The majority of job losses are expected in the UK, with 90% of the banking group's operations based here.
The bank will also look to attract more wealthy customers in Britain by expanding its wealth business.
Lloyds Banking Group has 3,000 branches, 22 million current accounts and 27% of gross mortgage lending.
It has 30 million customers and is the nation's biggest mortgage lender.
The strategic review was launched by the bank's new chief executive, Antonio Horta-Osorio, who left Santander UK to run Lloyds on March 1.
He said the bank will become a "simpler, more agile and responsive organisation".

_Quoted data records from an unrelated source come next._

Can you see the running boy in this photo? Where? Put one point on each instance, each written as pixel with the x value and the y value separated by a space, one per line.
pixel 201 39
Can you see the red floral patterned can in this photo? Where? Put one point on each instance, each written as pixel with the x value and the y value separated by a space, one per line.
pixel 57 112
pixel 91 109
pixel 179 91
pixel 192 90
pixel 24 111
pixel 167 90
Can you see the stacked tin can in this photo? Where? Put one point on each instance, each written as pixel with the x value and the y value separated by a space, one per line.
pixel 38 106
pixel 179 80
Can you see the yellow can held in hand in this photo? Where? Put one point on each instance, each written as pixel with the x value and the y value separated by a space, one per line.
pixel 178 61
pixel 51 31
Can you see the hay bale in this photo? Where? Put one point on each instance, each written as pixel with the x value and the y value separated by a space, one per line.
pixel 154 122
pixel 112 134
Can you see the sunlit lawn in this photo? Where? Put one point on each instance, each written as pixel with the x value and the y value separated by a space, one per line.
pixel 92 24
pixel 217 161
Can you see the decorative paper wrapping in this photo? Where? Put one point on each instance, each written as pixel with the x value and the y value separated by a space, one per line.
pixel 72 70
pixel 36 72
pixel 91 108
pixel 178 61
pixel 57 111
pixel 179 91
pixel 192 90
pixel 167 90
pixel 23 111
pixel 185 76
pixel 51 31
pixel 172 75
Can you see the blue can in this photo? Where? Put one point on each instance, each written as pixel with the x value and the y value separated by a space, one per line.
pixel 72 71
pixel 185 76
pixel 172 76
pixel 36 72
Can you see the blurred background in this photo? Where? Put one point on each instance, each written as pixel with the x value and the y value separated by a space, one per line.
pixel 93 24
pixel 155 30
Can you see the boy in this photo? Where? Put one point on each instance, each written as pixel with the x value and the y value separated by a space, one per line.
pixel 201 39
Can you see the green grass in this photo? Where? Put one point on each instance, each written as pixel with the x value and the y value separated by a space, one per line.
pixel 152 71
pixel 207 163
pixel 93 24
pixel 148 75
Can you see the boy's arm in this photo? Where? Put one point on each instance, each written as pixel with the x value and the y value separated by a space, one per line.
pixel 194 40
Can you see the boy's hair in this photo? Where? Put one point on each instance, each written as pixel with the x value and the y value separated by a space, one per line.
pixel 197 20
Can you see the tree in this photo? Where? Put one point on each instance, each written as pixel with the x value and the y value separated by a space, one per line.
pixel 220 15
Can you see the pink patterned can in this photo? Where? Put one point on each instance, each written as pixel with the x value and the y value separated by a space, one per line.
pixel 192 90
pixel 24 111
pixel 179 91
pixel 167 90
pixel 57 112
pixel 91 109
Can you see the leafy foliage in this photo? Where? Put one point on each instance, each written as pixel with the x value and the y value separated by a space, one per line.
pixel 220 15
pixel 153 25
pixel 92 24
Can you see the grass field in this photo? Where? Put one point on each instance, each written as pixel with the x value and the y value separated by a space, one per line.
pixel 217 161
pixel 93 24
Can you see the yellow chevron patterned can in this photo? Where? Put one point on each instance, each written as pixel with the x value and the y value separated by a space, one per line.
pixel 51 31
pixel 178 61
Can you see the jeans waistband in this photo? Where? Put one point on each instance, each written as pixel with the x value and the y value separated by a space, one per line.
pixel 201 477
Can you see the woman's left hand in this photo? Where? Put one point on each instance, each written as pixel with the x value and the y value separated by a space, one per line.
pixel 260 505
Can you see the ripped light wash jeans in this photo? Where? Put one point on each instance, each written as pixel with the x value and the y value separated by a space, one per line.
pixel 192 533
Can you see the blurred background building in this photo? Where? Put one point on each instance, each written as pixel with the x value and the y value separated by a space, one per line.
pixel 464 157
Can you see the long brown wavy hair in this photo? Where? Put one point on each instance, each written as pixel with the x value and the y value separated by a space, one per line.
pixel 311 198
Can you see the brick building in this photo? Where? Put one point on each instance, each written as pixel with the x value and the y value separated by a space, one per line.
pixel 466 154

But he added: "We have to do this. This bank has lost money, it's losing money this year on an after-tax basis.
"We have to get this bank back on to its feet to support the UK economy and we have to pay taxpayers' money back."
Around 28,000 jobs have already been lost since the group was formed when Lloyds TSB and HBOS merged early in 2009, so the new cuts will be a further blow to staff.
Earlier this month, Lloyds began the sale of 632 of its branches and a large part of its mortgage operations after being ordered to offload them by the European Commission.
The Unite union said the results of the review would cause "deep distress and anxiety" across the company.
"Astonishingly one in eight roles will be lost over the next three years," national officer David Fleming said.
"This review is merely another box-ticking exercise to give this bank, which has already, since its creation two years ago cut over 27,000 staff, an excuse to sack more employees.
"The conclusion of this review to make 15,000 staff cuts is yet another extreme example of the financial services industry cutting vital staff in a desperate attempt to create a mirage of acceptability following the financial crisis.
"But this total failure to take significant action to make appropriate changes to rebuild the public confidence in the sector is deplorable."